In contrast, the second novel in the series, The End of The House of Alard, was written by the prolific author Sheila Kaye-Smith. It is difficult to account for Kaye-Smith’s fall from popularity in the last fifty years. While she was alive, her novels were met with both literary and commercial success. Although most of her works were written before or during the two World Wars, they addressed concerns that primarily emerged in the middle of the twentieth century: the end of the old social order, the search for spiritual meaning amid personal suffering and radical social change, the fluctuating situation of women in society, the shifting relationship between rural and urban economies.

Kaye-Smith novel cover

Certainly, post-war readers looking back at the start of the century professed a growing interest in the period’s avant-garde literary movements. Especially in the burgeoning literary departments of English-speaking universities, students looking to understand the first decades of the twentieth century focused primarily on more “deserving” schools, like Modernist, Decadent, and Surrealist literature. When compared to those bodies of writing, Kaye-Smith appears thoroughly mainstream. But the popularity of her novels ought to give us pause.
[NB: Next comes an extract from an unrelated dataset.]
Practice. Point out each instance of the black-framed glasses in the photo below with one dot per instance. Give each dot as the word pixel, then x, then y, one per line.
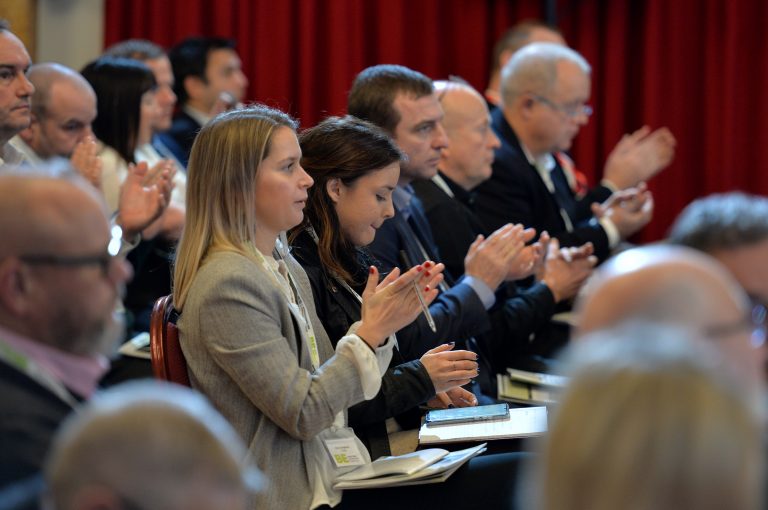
pixel 754 321
pixel 570 111
pixel 103 260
At a time when the dominant literary figures were seeking controversy, Kaye-Smith was exploring the abiding human search for meaning in subtle and profound narratives of significant literary merit that were nonetheless accessible to all readers. Although she may not have been a card-carrying literary modernist, Kaye-Smith nonetheless occupies a historical ground somewhere between the Victorian novelist, with her ensemble cast and burning questions about social justice, and the emerging modern novelist, with her focus on the individual in a world increasingly drained of cosmic reality. To both of these moments in the history of the novel, Kaye-Smith brings a unique vision of faith at work in the world, one both consoling and quite radical. Accomplishing this while still writing in the tone of commercially popular fiction is quite extraordinary.

This all leads back to the big question: if Houselander’s work was daring and experimental as the literary scholars craved, and Kaye-Smith’s works resonated with the masses, how did they and other women writers of the Catholic Literary Revival fall out of circulation in both critical and commercial circles, in indeed they were ever there to begin with? We can point to changes in the commercial publishing world after World War II, changes within the Church itself, and redefinitions of the literary canon in University departments in the last decades of the twentieth century. Yet it remains puzzling that a body of writing so creative, so attuned to its historical moment, and so unique in its perspective on the human condition, should have fallen out of print for so long. The obscuring of women’s participation in the Catholic Literary Revival has distorted the movement’s intellectual legacy. In literary studies, it is widely acknowledged that technical developments within the novel form stayed abreast of social and cultural changes. More than just reflecting human culture through its content, the twentieth-century novel sought to understand and interpret a changing world through formal innovation. So too the Catholic novel was able to contain and explore not just literary and social change but also the successive theological, ecclesial and liturgical movements that unfurled—slowly before the Council, and rapidly after it. Indeed, the rapid nature of change immediately following the Council was sometimes easier to explore in the commercial fiction market—itself a fast-paced sphere—than it was in the world of academic theology and history.